So instead of saying, “How did you feel when you punched the wall?” I’d say, “Let’s look at what you do when you get angry.” This is a very different sentence, although the goal is the same. And if that child replied, “Well, I wasn’t angry,” I’d say, “Well you know, you punched a hole in the wall—usually happy people don’t do that. But if you were happy, let’s talk about what you’re going to do differently next time you get that happy. Because you can’t punch holes in the wall, no matter how you feel.” It was—and still is—a very different way of coming at the problem of inappropriate behavior.

You know, kids—and teens especially—often don’t know how they feel or why they feel that way. They might acknowledge they were angry when they punched that wall, but they can’t see that they’re angry all the time. And why are they angry? In The Total Transformation framework, my approach is that it’s because they’re confronted with social situations and problems which they don’t have the skills to solve. In fact, their best coping mechanism is to punch a hole in the wall, threaten you or throw a chair to make you stop. When they get a little older, they learn to run away or use drugs and alcohol. Then that becomes their highest coping skill. So you’ll see defiant, acting-out kids verbally abusing or threatening others, breaking things or running away.

I also think talking about emotions makes kids feel vulnerable. They don’t want to let go of that feeling, because holding onto their anger gives them a sense of power. They certainly don’t want to answer the question, “Why did you get angry?” Believe me, by the time they’re adolescents, kids have learned that if adults ask why, it means they’ve done something wrong. Adults very rarely say, “Why did you get an ‘A’ on your test?”
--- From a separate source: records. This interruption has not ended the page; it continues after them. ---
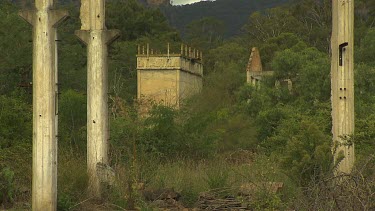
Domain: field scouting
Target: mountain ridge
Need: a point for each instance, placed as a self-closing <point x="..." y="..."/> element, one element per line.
<point x="234" y="14"/>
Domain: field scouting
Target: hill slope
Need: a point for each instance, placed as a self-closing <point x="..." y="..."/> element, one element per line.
<point x="234" y="13"/>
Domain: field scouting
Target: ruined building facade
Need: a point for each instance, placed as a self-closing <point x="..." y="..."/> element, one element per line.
<point x="254" y="70"/>
<point x="168" y="78"/>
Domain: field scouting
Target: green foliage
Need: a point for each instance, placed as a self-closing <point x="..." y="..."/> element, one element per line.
<point x="135" y="21"/>
<point x="264" y="200"/>
<point x="217" y="178"/>
<point x="7" y="187"/>
<point x="233" y="13"/>
<point x="64" y="202"/>
<point x="206" y="33"/>
<point x="72" y="121"/>
<point x="367" y="47"/>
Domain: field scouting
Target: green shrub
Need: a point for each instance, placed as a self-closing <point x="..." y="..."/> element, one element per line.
<point x="7" y="189"/>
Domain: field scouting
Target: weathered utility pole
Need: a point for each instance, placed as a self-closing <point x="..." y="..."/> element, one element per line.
<point x="97" y="38"/>
<point x="44" y="20"/>
<point x="342" y="80"/>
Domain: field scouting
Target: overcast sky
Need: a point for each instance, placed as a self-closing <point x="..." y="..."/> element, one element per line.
<point x="179" y="2"/>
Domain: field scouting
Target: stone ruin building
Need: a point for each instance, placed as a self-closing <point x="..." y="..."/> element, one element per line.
<point x="168" y="78"/>
<point x="255" y="73"/>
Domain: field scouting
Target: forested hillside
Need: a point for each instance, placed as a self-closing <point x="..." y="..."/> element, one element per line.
<point x="228" y="137"/>
<point x="233" y="14"/>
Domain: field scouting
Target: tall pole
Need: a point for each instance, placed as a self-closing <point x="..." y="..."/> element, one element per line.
<point x="97" y="38"/>
<point x="44" y="20"/>
<point x="342" y="82"/>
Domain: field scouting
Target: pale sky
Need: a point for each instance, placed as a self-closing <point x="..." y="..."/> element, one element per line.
<point x="179" y="2"/>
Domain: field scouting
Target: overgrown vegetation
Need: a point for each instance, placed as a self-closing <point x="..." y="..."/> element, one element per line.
<point x="230" y="135"/>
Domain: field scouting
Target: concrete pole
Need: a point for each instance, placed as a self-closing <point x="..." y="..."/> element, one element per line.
<point x="44" y="180"/>
<point x="97" y="38"/>
<point x="342" y="82"/>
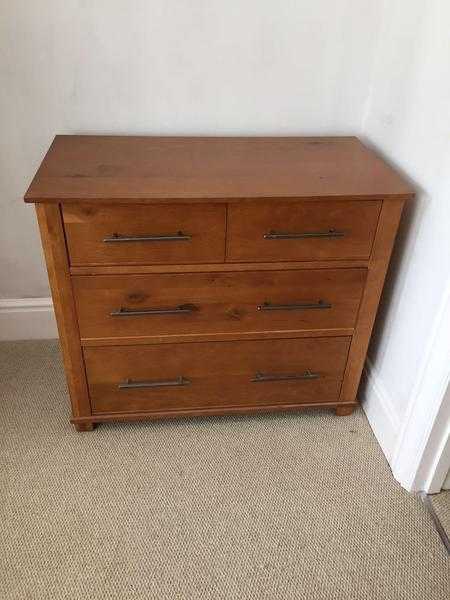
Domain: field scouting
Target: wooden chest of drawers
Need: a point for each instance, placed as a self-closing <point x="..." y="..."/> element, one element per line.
<point x="200" y="276"/>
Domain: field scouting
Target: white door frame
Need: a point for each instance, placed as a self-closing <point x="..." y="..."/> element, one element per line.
<point x="421" y="457"/>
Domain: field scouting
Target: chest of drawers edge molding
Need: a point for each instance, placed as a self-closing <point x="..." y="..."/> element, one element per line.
<point x="54" y="240"/>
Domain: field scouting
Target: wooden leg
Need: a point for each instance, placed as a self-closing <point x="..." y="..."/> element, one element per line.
<point x="84" y="426"/>
<point x="345" y="409"/>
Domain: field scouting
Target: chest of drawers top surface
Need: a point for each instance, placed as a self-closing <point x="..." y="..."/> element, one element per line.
<point x="130" y="168"/>
<point x="214" y="275"/>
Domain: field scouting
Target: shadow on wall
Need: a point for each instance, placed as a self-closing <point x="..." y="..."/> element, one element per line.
<point x="407" y="233"/>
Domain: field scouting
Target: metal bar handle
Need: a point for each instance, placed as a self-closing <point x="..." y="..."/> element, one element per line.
<point x="171" y="237"/>
<point x="298" y="306"/>
<point x="278" y="235"/>
<point x="130" y="384"/>
<point x="262" y="377"/>
<point x="131" y="312"/>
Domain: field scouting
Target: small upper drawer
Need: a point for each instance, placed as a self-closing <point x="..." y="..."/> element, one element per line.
<point x="301" y="230"/>
<point x="142" y="234"/>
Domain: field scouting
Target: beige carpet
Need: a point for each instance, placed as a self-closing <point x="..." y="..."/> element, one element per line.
<point x="288" y="506"/>
<point x="441" y="505"/>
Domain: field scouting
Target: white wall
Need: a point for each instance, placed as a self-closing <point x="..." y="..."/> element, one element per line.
<point x="407" y="119"/>
<point x="159" y="66"/>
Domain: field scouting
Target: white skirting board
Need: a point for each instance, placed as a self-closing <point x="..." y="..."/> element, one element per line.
<point x="380" y="410"/>
<point x="27" y="319"/>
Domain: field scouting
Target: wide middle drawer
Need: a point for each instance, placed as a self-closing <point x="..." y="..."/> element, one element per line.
<point x="121" y="306"/>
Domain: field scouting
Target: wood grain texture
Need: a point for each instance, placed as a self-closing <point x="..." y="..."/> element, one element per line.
<point x="220" y="374"/>
<point x="87" y="226"/>
<point x="379" y="262"/>
<point x="226" y="193"/>
<point x="222" y="336"/>
<point x="131" y="168"/>
<point x="206" y="412"/>
<point x="52" y="236"/>
<point x="218" y="267"/>
<point x="249" y="223"/>
<point x="218" y="302"/>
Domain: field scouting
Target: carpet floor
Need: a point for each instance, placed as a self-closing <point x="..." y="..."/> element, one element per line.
<point x="285" y="506"/>
<point x="441" y="505"/>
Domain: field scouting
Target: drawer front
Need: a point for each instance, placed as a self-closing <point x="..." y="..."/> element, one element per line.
<point x="113" y="306"/>
<point x="215" y="374"/>
<point x="304" y="230"/>
<point x="139" y="234"/>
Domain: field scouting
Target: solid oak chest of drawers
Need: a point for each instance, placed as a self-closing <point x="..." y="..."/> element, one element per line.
<point x="205" y="276"/>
So, instead I focused on identifying the feeling and moving on to, “Let’s look at what you do when you get angry. Because the problem is not that you get angry—the problem is what you do when you get angry.”
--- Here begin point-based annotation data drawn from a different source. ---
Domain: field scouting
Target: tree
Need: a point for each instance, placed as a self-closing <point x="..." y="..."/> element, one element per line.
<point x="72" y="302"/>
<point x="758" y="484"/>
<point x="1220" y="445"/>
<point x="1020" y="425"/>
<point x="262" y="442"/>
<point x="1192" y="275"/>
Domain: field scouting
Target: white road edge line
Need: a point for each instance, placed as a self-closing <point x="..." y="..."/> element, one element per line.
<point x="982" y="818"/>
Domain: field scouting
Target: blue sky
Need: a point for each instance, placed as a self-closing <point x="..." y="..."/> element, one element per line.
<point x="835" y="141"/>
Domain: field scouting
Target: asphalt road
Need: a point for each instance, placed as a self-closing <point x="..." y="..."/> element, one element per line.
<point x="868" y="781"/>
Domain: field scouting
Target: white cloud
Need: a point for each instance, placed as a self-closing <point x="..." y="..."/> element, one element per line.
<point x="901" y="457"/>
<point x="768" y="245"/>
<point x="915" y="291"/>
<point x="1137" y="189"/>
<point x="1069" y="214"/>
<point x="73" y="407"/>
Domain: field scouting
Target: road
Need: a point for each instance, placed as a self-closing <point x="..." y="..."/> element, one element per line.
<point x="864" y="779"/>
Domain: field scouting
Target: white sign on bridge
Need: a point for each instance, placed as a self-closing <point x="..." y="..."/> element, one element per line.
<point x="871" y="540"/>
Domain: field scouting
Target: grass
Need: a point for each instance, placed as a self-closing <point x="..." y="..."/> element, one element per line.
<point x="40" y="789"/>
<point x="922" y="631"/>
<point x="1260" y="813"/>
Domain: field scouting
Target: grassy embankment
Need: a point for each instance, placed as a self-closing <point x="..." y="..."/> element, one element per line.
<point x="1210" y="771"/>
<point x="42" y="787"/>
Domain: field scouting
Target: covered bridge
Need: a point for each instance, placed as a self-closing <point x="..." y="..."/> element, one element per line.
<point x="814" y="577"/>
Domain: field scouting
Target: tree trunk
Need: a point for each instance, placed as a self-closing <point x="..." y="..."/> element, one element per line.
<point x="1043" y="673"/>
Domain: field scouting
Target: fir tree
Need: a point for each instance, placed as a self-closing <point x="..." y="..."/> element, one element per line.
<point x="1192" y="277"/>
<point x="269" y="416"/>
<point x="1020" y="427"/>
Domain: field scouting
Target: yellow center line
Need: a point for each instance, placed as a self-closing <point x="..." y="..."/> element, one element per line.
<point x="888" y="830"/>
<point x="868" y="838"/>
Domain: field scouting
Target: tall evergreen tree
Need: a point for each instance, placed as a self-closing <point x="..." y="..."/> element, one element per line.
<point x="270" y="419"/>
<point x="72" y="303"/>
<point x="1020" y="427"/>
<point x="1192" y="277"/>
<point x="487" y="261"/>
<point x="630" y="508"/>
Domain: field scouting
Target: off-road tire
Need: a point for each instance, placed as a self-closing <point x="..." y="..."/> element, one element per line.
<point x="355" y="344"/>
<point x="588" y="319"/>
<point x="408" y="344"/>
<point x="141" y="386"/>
Q: In The Total Transformation, your articles in Empowering Parents, and your new book, you talk a lot about problem-solving. Why is this such an important concept, in your opinion, for kids and parents to grasp?

James: Fairly early on, I recognized that one of the common characteristics of the kids I dealt with, regardless of their age, was their inability to solve both simple and complex social problems. These are the kids who are defiant at age three and don’t grow out of it. These are the kids who won’t sit down in kindergarten. These are the kids who turn everything into an argument, starting at a very young age. And in fact, in case after case, their acting-out behavior forced other people to solve their problems for them; they never had to deal with the stress and frustration of working through a problem on their own. As I thought about this more, I realized that these acting-out kids came from a wide range of backgrounds. In fact, a lot of them came from intact families—the kind of family where people would say “Gee, I wonder why that kid is acting out? He has his whole family behind him.”
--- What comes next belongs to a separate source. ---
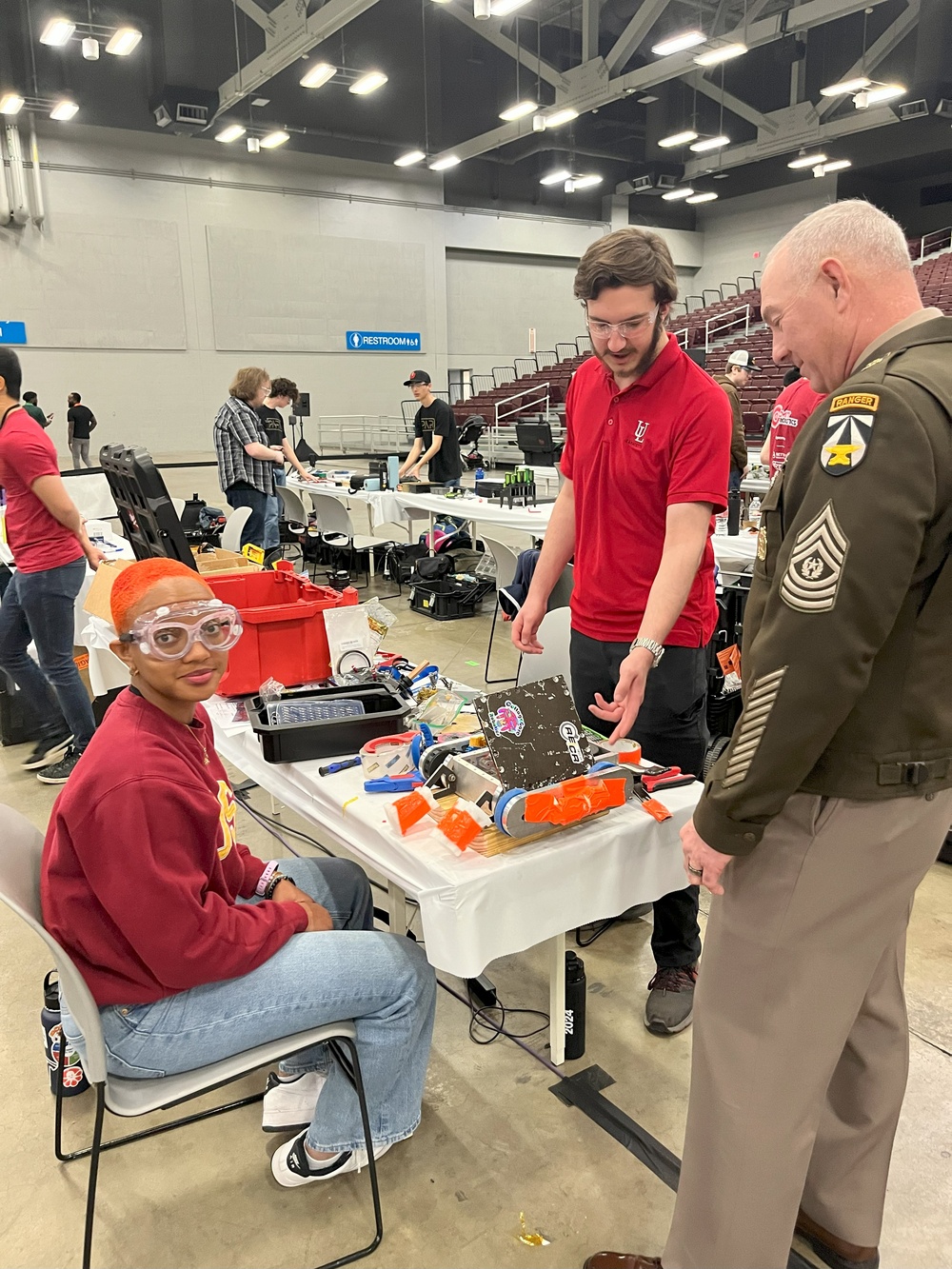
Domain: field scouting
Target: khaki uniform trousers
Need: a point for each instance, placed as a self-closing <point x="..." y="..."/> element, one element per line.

I started to think, “Well, maybe this child has some type of learning disability which prevents him from learning problem-solving skills. So he falls into the same pattern of behavior as children who don’t learn those skills because their home life is so chaotic. Perhaps for some reason their parents have been unable to teach them those skills.”

I put some research and thought into ways I could teach kids to solve social problems. As soon as I started using these new techniques with them in my office, I started seeing changes in their behavior. I found that once kids had other ways of solving a problem that didn’t depend on processing things emotionally, they were much better able to engage in constructive conversations about their behavior and what triggered it.

Q: How did The Total Transformation Program come about? And why did you decide to write your book?

James: In my private practice, I was working with a lot of sincere, caring parents who were doing their best to raise kids with mild to severe behavior problems. In fact, often the family dysfunction emanated from the parents simply not having the skills and the training to deal with children who had behavior problems. I realized that parents needed help in managing their kids—they needed a different type of intervention than the ones they’d already gotten, because by the time I saw their kids, they’d usually been to two or three other therapists.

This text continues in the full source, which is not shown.